# taz.de -- Film-Audiodeskriptionen für Blinde: Farben sind wichtig!
       
       > Sci-Fi, Thriller, Rom-Coms – sie gibt es oft mit akustischer
       > Beschreibung. Dass die Audiodeskription eine eigene Kunstform ist,
       > beachten nur wenige.
       
 (IMG) Bild: Viele blinde Menschen erinnern sich an Farben, und wollen sie auch im Film erfahren
       
       Im Gymnasium liest sie durch dicke Lupen. Auf ihrem Rad fährt sie über
       schmale Landstraßen, denn ohne im Weg herumstehende Busse und Straßenbahnen
       geht das gut. Zehn Jahre ist sie alt, als ihr Vater 1969 den ersten
       Fernseher kauft. Auf dem Teppichboden sitzend, einen halben Meter vom
       Bildschirm entfernt, sieht Barbara Fickert die „Bezaubernde Jeannie“ ihre
       Arme verschränken. Der erste Kinobesuch ist dann ein Erlebnis, erinnert
       sich die heute 57-Jährige weiter und breitet die Arme aus: „Die Leinwand
       und der Kontrast durch den dunklen Kinosaal. Bud Spencer. Terence Hill. Das
       hat mich geprägt.“
       
       Seit ihrer frühen Kindheit hat Barbara Fickert eine Sehkraft von sieben
       Prozent. Anfang der 90er werden ihre Augen langsam schlechter. Hell und
       dunkel erkennt sie noch, das Gesichtsfeld wird kleiner, ihre Lupengläser
       helfen nicht mehr. Und im Kino kann sie auf der Leinwand immer weniger
       erkennen. „Seither hat sich aber viel getan“, erklärt sie und meint damit
       auch Audiodeskriptionen – akustische Kommentare für TV- und Kinofilme, die
       in Dialogpausen das Geschehen beschreiben. 1993 läuft erstmals eine
       Audiodeskription im ZDF. 2013 hört Barbara Fickert ihren ersten Kinofilm
       „Imagine“ über die App GRETA. Mit ihr lassen sich viele Bildbeschreibungen
       downloaden und ähnlich wie bei der Musik-App „Shazam“ automatisch mit dem
       Film synchronisieren. Den Kommentar kann man über Kopfhörer hören – er ist
       rein deskriptiv und enthält keine Filmsounds.
       
       Fickert geht wieder öfter ins Kino. Und schreibt darüber – mithilfe von
       Audio-Software verfasst sie auf ihrem Blog [1][blindgaengerin.com] die
       ersten, sehr persönlichen Hörfilm-Kritiken. „Sind die Bildbeschreibungen
       gut, werden sie einem als Zuschauer kaum bewusst, er kann entspannt der
       Handlung folgen“, erklärt die Film-Bloggerin und lächelt, ihr blauen Augen
       leuchten, die Sonne scheint über einen kleinen See hinter ihrem Haus in
       Berlin-Spandau: „Die Personen sollten zum Beispiel in der ersten halben
       Stunde eingeführt werden – also ihr Aussehen, ihre Mimik und Körpersprache.

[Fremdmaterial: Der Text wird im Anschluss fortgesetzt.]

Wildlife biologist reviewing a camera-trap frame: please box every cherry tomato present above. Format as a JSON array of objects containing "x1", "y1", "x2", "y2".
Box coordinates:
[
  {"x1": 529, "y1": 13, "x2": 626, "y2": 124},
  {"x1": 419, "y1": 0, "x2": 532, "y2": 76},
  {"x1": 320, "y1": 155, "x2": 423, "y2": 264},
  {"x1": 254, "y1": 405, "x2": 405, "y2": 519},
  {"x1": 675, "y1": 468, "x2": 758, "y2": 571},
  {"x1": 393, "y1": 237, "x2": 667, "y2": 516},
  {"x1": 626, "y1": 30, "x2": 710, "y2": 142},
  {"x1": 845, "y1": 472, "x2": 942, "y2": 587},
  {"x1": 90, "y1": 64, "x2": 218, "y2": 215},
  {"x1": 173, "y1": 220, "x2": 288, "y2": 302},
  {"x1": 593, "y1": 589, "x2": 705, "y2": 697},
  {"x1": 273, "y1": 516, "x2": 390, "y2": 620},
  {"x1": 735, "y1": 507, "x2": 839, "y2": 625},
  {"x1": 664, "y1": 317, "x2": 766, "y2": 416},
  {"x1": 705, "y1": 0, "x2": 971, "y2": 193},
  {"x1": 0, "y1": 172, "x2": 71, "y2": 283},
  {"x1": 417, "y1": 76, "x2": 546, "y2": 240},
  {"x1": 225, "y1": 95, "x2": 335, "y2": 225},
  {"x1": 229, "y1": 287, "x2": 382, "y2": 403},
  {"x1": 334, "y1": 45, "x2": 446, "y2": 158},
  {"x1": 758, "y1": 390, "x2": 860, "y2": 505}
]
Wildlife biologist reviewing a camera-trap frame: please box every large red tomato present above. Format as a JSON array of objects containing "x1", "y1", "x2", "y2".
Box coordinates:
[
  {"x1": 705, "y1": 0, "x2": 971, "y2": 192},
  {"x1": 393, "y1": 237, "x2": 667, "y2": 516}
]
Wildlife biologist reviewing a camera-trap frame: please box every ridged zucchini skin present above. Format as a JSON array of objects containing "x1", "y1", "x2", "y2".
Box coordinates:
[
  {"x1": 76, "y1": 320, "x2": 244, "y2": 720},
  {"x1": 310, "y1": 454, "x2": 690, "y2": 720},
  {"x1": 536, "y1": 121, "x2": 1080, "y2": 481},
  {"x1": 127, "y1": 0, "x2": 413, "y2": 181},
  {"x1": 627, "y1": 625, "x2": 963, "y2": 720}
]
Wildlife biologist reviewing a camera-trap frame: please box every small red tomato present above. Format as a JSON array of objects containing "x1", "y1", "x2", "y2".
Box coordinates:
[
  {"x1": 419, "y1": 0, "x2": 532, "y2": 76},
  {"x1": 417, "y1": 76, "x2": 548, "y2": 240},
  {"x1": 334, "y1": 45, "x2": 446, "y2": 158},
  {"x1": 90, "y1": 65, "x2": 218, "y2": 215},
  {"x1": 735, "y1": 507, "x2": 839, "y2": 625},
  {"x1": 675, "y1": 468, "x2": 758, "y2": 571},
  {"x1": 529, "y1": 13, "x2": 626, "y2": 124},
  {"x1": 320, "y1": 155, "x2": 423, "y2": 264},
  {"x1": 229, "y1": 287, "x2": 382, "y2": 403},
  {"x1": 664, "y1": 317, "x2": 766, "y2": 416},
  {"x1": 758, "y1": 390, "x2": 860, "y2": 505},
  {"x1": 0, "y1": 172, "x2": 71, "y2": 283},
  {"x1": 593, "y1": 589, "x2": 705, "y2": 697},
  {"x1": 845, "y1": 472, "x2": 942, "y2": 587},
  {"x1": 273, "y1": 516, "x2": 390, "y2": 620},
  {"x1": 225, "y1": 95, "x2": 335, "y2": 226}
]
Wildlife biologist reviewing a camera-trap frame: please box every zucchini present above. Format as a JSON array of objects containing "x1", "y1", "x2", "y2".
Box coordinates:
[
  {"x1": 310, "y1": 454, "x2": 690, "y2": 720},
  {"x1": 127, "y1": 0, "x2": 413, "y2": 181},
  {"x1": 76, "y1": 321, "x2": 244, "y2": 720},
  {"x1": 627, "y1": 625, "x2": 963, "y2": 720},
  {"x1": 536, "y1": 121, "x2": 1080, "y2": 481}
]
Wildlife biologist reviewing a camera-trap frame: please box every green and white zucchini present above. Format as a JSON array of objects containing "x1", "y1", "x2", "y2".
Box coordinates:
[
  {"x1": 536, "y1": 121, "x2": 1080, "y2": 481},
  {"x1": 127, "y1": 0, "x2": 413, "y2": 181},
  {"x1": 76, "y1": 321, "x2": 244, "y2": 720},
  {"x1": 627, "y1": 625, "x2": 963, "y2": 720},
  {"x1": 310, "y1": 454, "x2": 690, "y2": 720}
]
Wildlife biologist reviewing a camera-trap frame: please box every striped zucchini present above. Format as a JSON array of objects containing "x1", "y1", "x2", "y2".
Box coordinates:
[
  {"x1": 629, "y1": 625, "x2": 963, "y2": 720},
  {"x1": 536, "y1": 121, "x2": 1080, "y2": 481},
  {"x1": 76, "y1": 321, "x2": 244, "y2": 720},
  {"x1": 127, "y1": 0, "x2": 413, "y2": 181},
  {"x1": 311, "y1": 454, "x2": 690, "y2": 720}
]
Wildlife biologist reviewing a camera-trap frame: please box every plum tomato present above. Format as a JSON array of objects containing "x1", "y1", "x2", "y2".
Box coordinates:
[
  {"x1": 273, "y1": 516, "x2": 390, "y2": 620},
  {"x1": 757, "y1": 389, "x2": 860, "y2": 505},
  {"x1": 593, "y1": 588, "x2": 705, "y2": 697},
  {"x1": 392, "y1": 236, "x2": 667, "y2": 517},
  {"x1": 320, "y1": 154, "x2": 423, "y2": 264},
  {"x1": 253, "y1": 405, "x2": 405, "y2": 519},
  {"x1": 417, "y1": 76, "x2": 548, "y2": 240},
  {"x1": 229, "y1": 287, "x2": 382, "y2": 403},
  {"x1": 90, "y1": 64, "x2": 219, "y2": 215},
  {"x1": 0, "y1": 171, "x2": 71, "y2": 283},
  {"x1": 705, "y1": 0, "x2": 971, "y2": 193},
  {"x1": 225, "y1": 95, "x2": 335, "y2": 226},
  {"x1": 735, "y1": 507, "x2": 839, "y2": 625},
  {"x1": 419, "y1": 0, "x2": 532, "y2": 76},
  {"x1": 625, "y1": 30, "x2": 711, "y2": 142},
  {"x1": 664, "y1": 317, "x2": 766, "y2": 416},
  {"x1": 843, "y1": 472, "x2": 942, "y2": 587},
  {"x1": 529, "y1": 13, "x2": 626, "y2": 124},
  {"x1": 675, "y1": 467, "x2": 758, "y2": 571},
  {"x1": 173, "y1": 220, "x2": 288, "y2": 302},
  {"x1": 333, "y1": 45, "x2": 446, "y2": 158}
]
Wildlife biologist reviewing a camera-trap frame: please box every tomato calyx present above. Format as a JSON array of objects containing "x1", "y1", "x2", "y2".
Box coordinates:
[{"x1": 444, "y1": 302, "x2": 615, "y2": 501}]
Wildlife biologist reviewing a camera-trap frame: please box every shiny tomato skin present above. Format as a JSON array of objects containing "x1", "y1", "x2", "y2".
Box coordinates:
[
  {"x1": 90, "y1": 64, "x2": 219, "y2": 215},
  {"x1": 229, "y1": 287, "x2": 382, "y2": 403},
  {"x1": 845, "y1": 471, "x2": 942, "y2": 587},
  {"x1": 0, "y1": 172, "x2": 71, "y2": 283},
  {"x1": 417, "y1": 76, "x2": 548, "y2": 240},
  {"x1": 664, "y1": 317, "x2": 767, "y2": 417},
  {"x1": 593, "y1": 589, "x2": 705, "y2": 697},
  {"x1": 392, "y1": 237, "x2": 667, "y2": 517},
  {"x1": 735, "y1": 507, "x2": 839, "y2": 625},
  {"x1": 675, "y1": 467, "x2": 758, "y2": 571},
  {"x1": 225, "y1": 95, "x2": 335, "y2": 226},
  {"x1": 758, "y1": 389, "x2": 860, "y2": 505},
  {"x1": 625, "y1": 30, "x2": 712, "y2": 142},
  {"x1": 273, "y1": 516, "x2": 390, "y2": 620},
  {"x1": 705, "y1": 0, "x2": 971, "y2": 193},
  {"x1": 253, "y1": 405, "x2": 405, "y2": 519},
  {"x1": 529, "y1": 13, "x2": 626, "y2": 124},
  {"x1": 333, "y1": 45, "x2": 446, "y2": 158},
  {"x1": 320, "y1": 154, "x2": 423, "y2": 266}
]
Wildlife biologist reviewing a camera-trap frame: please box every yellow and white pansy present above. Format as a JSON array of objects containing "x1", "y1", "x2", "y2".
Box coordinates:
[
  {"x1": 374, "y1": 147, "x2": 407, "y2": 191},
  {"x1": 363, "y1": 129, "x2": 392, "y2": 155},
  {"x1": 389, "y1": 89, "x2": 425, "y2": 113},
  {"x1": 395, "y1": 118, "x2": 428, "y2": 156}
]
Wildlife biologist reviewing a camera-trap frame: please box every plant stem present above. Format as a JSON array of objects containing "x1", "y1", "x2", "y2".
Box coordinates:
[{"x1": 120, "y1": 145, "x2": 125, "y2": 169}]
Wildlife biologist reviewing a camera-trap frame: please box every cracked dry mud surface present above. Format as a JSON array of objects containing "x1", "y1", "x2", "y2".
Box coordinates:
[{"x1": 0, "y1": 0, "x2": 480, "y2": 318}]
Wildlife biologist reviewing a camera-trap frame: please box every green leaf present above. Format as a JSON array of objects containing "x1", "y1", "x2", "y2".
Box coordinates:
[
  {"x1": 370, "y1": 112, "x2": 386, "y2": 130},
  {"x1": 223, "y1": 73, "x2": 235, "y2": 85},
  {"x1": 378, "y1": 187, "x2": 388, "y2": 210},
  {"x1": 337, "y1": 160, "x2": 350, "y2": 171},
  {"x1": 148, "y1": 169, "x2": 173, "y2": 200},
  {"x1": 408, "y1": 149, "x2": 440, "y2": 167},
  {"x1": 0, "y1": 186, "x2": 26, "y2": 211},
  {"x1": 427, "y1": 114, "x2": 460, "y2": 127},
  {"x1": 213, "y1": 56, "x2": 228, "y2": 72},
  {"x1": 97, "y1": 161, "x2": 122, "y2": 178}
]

       Die Sprecher dürfen nicht zu emotional beschreiben, aber auch nicht wie
       Roboter klingen. Unverschachtelte Sätze sind wichtig.“
       
       Ganz ähnlich lauten die Standards, die die Landesrundfunkanstalten der ARD
       und das ZDF im Jahr 2015 gemeinsam mit „Deutsche Hörfilm gGmbH“, „Hörfilm
       e. V.“ und „Audioskript“ festlegen – denn immer mehr Sendungen der
       Öffentlich-Rechtlichen werden mit Audiodeskriptionen angeboten. Die
       zusätzliche Tonspur kann dabei über die Audiooptionen des Fernsehers oder
       des Mediatheken-Streams eingeschaltet werden. Jede Rundfunkanstalt
       organisiert die Erstellung der Audiodeskriptionen anders: Oft wird mit
       externen Dienstleistern gearbeitet, beim Bayerischen Rundfunk gibt es
       wiederum eine fest angestellte Redakteurin. Dabei ist „die Einbindung von
       blinden und sehbehinderten Autoren wünschenswert.“
       
       ## Oft nicht von Geburt an blind
       
       „Das wird auch in der UN-Behindertenrechtskonvention gefordert: Nichts über
       uns, ohne uns, denn sonst ist es gegen uns“, erklärt Roswitha Röding, die
       seit 1999 als Hörfilmbeschreiberin arbeitet. Im Osten von Berlin sitzt
       Röding an einem großen Küchentisch neben Anke Nicolai, deren Firma
       „Audioskript“ die Bildbeschreibungen für viele öffentlich-rechtliche
       Produktionen sowie Kinofilme erstellt. Ihre Übersetzung des Dramas
       „Familienfest“ gewann im März den Hörfilmpreis. Röding, seit ihrem siebten
       Lebensjahr blind, und Nicolai, sehend, bilden ein Autorinnenduo für
       Audiodeskriptionen.
       
       Jede eine Tasse Tee in der Hand, sitzen die beiden Frauen vor einem Laptop,
       auf dem zwei Fenster geöffnet sind – ein Filmstream und ein Manuskript.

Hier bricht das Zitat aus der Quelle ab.